August 24, 1868 to M. Guérin: My dear little Joseph died this morning at 7 o'clock. I was alone with him. He had a night of cruel suffering, and I asked with tears for his deliverance. My heart was relieved when I saw him breathe his last.
August 29, 1868 to Mrs. Guérin: My dear little angel who was so beautiful, we had to part with it!
Born August 16, 1870
Died October 8, 1870
Letters from Mrs. Martin
August 17, 1870 to Mrs. Guérin: My little Marie-Mélanie-Thérèse was born, yesterday Tuesday, at eleven o'clock in the evening; she is very lively, very nice, but not fat, she weighs only four pounds two hundred. I hesitate to put her in foster care. I don't know yet exactly what I'm going to decide.
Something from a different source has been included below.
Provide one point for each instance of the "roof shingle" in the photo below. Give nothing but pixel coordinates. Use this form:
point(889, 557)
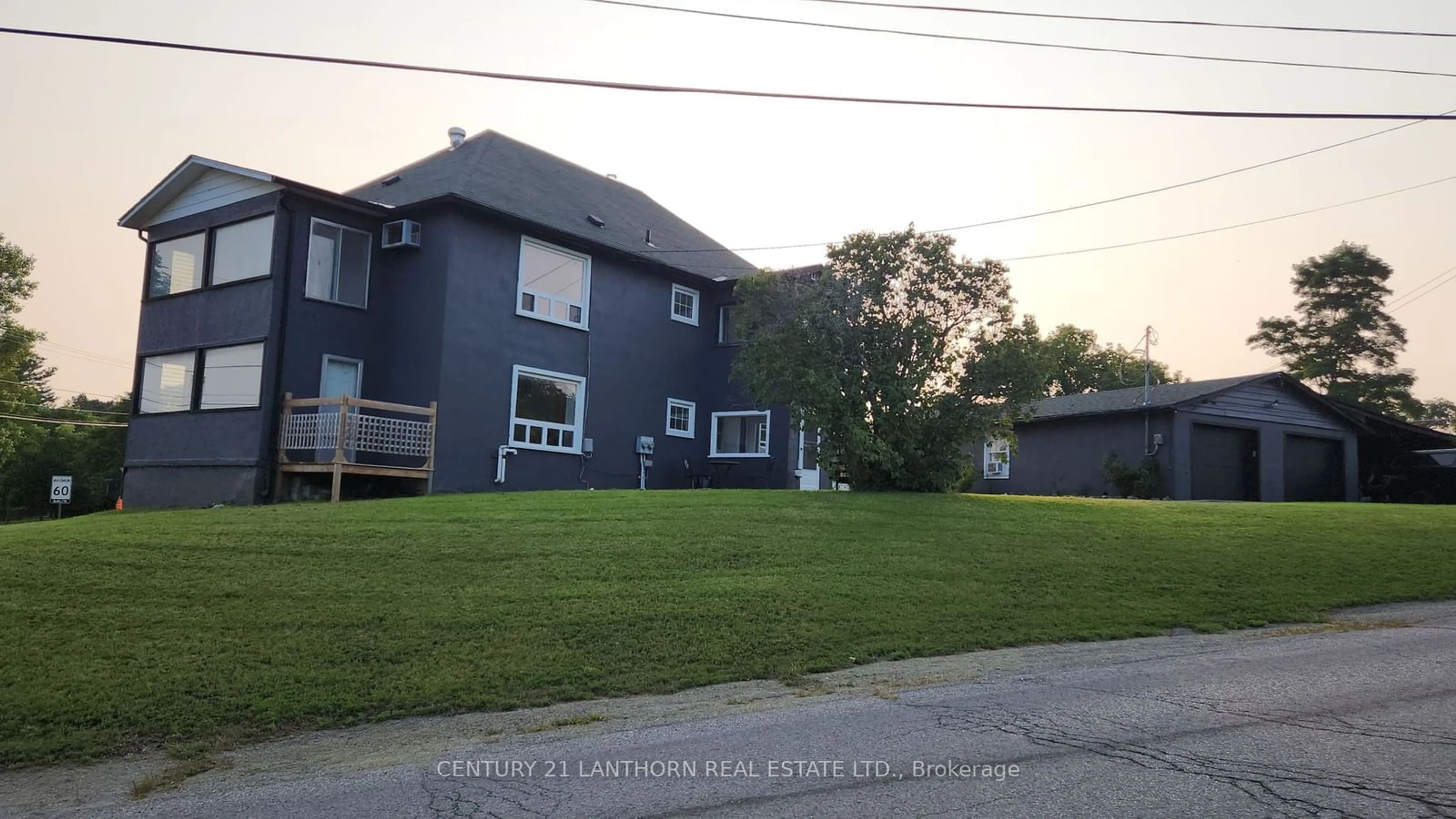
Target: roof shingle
point(515, 178)
point(1129, 400)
August 23, 1870 to Mrs. Guérin: my little Marie‑Mélanie‑Thérèse is a wet nurse (we call her Thérèse). I kept her four days and I tried to breastfeed her, unfortunately, that wasn't enough, we had to make her drink from a bottle; on the third day she was seized with such an upset stomach that the doctor told me that there was not an hour to lose, that a nurse had to be found for her immediately. , in Alençon, on which I had very good information, I gave it to him on Saturday evening. The next day, the child was fine, but I'm not happy to have put her in foster care, I wanted to bring her up by taking on a maid to help me. make her drink from a bottle; on the third day she suffered from such an upset stomach that the doctor told me that there was not an hour to lose, that a nurse had to be found for her immediately.
October 8, 1870....My little Thérèse died today, Saturday, at one o'clock in the afternoon. Last Sunday, I thought she was saved. She was much better and had gained three hundred grams in the week. The same day, towards evening, she began to give back what she was taking. On Wednesday, she felt worse. Thursday, she seemed better to me, she was laughing like she had never done before. The night was very good and on Friday morning, after the application of the doctor's prescription, she was dying. At noon, it was the end! Her agony began this morning, at half past ten, one cannot imagine what she suffered! I am desolate, I loved this child so much. With each new bereavement, for me, I always seem to love the child I am losing, more than the others. This one was nice as a bouquet, then it was only me who took care of her. Oh ! I would like to die too!